Entretanto, o jovem Henry sofre fortes convulsões inesperadas, mas que, para os médicos, nada mais serão senão stress pós-traumático – graças ao ter assistido à morte do pai. Quando as convulsões passam de uma manifestação de saúde para uma manifestação demoníaca, a presença de um padre é invocada pela entidade que se havia apoderado do corpo inocente da criança. O sacerdote local, o Padre Esquibel (Daniel Zovatto) desloca-se então à abadia, mas é bruscamente recusado pelo demónio, pelo que o Padre Amorth é levado a Espanha, a pedido do próprio Papa.
Com Amorth em cena é inevitável o que se passa com Henry: uma possessão demoníaca, que rapidamente se demonstra extremamente avançada e imparável, pelo que é imperativo agir o quanto antes. Este é um demónio astuto que, por ser poderoso, sabe muito mais do que deveria, e utiliza as suas artimanhas do engano e da perversidade para explorar os pecados não confessados e não perdoados dos dois padres que o tentam aniquilar. Esta missão de exorcizar a criança do demónio leva os padres Amorth e Esquibel a explorar as catacumbas seladas da abadia, onde encontram um cenário que remonta à Inquisição Espanhola e que apresenta uma verdadeira guerra entre demónios e sacerdotes.

Esta película vence, desde logo, muitos outros filmes do género pelos esclarecimentos constantes em relação ao ritual do exorcismo. O Padre Amorth tem uma visão muito clara do que acredita ser a luta literal entre o Bem e o Mal, ao passo que outros sacerdotes, e mesmo os seus superiores, acreditam que o Diabo e o Mal não passam de metáforas religiosas. Assim, ele explica-nos que a maior parte do que se poderia pensar serem possessões demoníacas são, na verdade, manifestações de doenças mentais ou traumas, o que, no entanto, não faz com que deixem de existir verdadeiras possessões, estas apenas são mais raras. Para além disso, explica-nos ainda para que servem as artimanhas das entidades.
No típico filme de terror, os demónios possuem, arremessam as pessoas contra paredes, mexem e partem objetos, etc., puramente pelo caos e pela vontade de magoar, pensamos nós. No entanto, em “O Exorcista do Vaticano”, todo esse caos não serve senão para distrair os padres e os impedir de descobrirem o nome do demónio, que é o que permite obter poder sobre ele e, assim, expulsá-lo.
Para além da parte didática, a obra tem também uma contextualização histórica muito bem explorada, o que permite abordar o período mais negro da história da Igreja Católica, a Inquisição, fazendo ainda referência a um episódio bíblico relativo aos anjos expulsos do céu.

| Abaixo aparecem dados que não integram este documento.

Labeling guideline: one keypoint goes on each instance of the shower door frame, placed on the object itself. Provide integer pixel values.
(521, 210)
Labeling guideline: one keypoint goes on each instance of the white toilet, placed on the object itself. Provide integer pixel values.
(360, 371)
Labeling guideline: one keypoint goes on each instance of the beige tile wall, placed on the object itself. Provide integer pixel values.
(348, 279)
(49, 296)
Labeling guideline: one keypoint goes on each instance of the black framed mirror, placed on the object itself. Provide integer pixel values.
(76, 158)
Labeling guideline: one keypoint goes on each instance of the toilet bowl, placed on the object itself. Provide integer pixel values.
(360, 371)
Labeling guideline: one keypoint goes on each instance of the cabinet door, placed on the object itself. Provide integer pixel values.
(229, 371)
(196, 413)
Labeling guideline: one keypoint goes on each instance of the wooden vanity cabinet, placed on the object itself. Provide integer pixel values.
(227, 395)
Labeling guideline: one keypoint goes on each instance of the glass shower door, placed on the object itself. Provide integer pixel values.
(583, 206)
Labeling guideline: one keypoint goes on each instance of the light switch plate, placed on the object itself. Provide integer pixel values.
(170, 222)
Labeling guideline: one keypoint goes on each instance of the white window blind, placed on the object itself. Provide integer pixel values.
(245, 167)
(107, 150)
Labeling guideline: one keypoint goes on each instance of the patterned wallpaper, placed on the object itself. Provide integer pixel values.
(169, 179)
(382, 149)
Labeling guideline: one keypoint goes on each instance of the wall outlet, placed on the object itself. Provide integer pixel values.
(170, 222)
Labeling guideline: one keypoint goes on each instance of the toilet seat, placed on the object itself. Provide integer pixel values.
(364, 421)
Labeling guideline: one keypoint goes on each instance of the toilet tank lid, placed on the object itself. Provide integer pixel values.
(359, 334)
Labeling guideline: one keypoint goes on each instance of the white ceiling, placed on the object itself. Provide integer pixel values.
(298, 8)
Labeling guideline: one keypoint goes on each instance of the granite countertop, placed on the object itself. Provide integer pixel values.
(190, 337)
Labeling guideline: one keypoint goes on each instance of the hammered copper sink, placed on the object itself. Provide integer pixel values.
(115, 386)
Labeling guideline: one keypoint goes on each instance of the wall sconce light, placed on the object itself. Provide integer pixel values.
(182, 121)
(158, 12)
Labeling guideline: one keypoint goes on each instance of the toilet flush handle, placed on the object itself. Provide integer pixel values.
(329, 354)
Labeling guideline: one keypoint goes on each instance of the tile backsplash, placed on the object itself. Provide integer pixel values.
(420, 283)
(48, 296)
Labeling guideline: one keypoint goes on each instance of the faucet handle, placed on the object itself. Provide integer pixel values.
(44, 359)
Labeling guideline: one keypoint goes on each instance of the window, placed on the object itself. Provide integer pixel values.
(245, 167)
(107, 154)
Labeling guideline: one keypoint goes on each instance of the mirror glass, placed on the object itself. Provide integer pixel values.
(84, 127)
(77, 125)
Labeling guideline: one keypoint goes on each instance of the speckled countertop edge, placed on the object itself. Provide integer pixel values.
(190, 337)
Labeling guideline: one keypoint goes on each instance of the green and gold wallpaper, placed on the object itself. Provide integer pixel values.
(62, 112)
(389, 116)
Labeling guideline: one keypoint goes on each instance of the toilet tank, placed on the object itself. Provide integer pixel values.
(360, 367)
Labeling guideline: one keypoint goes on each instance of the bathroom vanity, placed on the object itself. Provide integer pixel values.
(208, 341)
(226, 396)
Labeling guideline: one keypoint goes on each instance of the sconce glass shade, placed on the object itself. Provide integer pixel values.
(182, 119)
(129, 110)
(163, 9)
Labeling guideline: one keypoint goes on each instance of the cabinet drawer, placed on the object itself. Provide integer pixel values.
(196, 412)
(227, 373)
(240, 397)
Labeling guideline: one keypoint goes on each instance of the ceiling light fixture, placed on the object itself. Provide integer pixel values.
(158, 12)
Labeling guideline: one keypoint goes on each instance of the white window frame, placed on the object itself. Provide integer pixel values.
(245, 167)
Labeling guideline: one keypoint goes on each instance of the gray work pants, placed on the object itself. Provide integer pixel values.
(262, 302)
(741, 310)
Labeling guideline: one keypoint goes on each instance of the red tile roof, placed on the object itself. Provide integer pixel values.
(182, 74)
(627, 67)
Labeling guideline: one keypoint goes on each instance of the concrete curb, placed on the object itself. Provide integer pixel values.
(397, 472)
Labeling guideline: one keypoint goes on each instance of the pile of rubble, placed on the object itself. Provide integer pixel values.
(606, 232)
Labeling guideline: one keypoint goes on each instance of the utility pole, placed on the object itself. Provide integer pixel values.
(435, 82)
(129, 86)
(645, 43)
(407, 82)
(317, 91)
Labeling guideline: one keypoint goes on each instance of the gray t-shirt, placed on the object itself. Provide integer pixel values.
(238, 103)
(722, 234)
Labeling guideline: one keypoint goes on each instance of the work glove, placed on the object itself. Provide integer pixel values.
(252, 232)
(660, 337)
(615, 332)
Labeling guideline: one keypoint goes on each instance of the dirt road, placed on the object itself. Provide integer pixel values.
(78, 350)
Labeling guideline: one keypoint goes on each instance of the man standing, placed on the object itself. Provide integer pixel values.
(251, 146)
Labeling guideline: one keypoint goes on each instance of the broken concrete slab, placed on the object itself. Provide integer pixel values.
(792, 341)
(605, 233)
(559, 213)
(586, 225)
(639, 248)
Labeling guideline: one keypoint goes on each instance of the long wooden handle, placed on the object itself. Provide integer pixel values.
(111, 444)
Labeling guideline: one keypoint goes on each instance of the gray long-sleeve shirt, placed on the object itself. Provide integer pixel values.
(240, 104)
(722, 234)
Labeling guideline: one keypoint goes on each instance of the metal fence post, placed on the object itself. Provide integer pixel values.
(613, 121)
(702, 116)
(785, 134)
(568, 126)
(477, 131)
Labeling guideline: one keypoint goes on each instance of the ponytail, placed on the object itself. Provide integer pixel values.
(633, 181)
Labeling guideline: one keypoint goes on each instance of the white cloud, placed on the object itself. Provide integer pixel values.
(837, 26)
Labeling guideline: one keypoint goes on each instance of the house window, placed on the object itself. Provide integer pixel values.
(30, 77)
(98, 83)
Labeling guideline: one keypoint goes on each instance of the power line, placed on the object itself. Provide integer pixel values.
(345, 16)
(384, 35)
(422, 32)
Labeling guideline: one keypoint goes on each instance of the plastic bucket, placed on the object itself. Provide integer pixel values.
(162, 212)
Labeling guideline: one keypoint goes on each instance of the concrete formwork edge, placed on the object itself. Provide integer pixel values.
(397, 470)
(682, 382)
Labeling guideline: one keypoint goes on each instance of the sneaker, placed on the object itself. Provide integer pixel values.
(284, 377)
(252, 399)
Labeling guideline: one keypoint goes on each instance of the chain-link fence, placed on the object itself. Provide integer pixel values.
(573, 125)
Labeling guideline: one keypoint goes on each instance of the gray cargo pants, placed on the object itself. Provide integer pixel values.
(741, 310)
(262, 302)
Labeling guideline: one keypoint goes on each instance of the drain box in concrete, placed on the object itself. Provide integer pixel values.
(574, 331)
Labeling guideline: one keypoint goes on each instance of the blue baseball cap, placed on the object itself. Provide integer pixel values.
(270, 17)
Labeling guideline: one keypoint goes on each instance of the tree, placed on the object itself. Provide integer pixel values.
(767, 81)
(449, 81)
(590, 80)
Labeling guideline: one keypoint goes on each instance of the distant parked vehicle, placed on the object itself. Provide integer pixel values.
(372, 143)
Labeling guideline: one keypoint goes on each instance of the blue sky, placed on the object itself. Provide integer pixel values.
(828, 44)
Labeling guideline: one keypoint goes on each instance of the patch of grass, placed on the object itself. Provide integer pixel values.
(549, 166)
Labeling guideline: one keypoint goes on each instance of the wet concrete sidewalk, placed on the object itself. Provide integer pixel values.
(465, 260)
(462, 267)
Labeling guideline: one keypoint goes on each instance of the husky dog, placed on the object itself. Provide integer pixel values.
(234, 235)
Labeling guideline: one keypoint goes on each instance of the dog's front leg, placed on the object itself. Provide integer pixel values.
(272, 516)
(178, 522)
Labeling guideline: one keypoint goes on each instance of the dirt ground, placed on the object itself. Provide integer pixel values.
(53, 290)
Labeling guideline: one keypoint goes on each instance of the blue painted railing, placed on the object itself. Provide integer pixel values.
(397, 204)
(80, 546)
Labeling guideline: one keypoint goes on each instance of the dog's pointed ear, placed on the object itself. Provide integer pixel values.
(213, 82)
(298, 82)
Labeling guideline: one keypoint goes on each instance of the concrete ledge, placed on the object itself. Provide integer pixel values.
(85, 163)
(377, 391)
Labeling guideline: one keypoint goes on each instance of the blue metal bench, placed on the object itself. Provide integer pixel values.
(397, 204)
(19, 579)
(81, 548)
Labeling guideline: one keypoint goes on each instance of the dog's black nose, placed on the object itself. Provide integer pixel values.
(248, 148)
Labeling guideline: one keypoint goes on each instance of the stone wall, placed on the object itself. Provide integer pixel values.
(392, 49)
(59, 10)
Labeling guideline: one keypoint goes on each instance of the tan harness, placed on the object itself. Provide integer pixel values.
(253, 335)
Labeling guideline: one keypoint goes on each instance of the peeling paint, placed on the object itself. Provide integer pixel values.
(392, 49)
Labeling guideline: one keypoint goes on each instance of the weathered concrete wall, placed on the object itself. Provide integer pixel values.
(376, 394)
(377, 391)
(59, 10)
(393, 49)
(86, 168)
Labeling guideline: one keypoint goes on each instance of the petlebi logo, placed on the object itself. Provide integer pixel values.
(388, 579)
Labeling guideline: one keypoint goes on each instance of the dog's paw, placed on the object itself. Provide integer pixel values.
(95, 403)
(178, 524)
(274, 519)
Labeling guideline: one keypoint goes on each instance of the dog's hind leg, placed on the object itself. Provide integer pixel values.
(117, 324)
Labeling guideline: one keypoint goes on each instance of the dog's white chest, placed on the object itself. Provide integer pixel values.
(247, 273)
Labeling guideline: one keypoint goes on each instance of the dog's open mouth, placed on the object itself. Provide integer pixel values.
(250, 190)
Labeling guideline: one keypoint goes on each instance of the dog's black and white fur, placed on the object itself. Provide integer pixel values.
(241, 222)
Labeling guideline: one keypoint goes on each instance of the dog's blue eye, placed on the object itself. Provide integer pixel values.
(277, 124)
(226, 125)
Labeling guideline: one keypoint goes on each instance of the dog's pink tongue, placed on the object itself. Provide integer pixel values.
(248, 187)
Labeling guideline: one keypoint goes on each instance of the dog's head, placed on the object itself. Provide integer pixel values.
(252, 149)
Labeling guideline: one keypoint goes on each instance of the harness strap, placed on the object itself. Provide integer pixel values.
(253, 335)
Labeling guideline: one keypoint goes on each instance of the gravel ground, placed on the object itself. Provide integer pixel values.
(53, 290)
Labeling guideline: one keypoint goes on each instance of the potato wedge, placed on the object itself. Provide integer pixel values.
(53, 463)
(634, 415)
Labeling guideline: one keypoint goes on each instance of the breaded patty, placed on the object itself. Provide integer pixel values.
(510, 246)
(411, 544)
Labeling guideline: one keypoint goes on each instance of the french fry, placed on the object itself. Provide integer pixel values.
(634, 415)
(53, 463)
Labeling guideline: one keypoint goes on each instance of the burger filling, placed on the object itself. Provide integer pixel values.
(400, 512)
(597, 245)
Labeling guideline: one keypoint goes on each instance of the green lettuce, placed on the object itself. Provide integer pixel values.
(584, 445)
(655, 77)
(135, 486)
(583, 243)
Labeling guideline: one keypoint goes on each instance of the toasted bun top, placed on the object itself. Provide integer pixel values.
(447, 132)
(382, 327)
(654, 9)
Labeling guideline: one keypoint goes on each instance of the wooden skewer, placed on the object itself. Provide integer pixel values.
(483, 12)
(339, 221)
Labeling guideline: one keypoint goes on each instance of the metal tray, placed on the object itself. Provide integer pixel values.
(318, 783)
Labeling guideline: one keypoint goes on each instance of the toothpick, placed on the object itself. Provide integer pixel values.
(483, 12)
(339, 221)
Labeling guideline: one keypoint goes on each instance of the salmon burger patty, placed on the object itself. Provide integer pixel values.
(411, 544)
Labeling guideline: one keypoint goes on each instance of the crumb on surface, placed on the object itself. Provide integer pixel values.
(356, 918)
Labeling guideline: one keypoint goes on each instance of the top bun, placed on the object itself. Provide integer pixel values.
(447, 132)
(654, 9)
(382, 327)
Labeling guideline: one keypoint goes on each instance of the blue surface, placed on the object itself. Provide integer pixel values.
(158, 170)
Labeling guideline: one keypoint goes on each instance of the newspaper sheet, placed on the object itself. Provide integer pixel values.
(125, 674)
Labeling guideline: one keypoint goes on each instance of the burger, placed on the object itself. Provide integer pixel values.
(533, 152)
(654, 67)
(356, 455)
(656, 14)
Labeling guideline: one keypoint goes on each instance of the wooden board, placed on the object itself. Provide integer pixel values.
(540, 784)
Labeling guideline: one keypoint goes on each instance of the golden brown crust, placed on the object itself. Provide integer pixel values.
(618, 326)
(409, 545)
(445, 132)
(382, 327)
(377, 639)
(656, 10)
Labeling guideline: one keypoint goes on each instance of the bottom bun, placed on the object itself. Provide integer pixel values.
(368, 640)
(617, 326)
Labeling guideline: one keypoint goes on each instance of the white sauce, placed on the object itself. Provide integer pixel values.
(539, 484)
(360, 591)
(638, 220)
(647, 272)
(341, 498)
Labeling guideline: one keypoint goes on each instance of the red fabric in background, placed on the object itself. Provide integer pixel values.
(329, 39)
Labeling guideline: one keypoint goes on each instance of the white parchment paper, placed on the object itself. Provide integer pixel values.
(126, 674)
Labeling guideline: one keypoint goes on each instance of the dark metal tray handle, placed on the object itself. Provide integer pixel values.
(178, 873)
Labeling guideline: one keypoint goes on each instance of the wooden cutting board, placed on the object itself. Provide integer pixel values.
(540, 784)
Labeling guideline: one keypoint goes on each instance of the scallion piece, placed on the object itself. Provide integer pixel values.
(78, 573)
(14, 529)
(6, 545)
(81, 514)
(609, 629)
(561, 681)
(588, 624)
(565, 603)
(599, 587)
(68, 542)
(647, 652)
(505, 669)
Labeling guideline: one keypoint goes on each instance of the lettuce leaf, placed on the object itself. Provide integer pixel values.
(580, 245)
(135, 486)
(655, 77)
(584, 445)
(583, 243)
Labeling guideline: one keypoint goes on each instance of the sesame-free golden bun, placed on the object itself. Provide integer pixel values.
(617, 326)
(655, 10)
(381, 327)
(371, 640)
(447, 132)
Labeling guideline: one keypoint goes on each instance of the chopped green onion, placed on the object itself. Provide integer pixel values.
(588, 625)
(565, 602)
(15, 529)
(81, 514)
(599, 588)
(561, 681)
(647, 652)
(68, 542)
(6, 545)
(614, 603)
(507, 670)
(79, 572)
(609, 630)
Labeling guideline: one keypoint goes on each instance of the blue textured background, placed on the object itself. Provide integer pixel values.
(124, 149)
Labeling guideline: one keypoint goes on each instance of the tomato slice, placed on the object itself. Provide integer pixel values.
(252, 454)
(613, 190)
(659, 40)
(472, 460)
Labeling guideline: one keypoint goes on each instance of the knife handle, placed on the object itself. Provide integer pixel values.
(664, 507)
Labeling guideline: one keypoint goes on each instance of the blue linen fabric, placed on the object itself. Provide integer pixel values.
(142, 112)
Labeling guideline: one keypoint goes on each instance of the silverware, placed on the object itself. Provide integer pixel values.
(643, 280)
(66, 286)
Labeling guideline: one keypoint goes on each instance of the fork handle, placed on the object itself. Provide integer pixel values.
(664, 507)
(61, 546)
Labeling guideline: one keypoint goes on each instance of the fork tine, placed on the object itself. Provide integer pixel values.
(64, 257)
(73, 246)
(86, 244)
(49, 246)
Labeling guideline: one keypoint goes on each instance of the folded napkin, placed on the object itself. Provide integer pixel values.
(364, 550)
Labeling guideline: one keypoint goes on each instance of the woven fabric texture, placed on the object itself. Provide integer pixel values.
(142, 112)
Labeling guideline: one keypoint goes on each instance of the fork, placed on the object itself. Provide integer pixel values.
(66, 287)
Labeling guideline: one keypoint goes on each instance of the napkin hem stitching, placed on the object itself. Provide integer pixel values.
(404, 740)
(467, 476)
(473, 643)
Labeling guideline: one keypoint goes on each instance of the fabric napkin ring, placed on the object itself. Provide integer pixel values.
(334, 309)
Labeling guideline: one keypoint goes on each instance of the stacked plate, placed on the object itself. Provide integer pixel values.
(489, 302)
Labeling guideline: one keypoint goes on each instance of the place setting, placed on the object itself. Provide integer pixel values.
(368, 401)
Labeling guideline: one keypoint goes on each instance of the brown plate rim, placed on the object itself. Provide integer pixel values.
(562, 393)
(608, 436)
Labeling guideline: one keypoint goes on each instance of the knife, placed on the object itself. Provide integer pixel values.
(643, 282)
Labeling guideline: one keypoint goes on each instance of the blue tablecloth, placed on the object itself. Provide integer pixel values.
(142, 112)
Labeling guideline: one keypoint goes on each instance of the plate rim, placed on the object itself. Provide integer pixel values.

Por fim, é um filme bonito, não pela imagem, mas pelo texto. Padre Amorth, para além de um bom senso de humor, tem uma sabedoria espiritual que não se limita aos ensinamentos católicos, mas também aos ensinamentos do coração. Alimenta-nos constantemente de diálogos sobre perdão, coragem, resiliência e, acima de tudo, amor, aqueles que deveriam ser os verdadeiros e inabaláveis preceitos de qualquer religião. Russell Crowe é um talento incomparável e é mágico vê-lo interpretar tão bem este papel (e com tamanha entrega). Principalmente na parte final, numa batalha épica entre o Bem e o Mal, entre o passado e o presente, no mesmo palco de há séculos atrás.
“O Exorcista do Vaticano” pode parecer, para os menos atentos, um filme de terror banal, quando, na realidade, é mais profundo do que muitos outros, mostrando não só uma boa história de terror, mas também uma história de pessoas que aprendem a perdoar(-se) e a libertar-se de dores passadas, acedendo à resistência incomensurável que o ser humano tem (e que muitas vezes não o sabe) e ao amor inacabável que nos liga uns aos outros (sem também sabermos).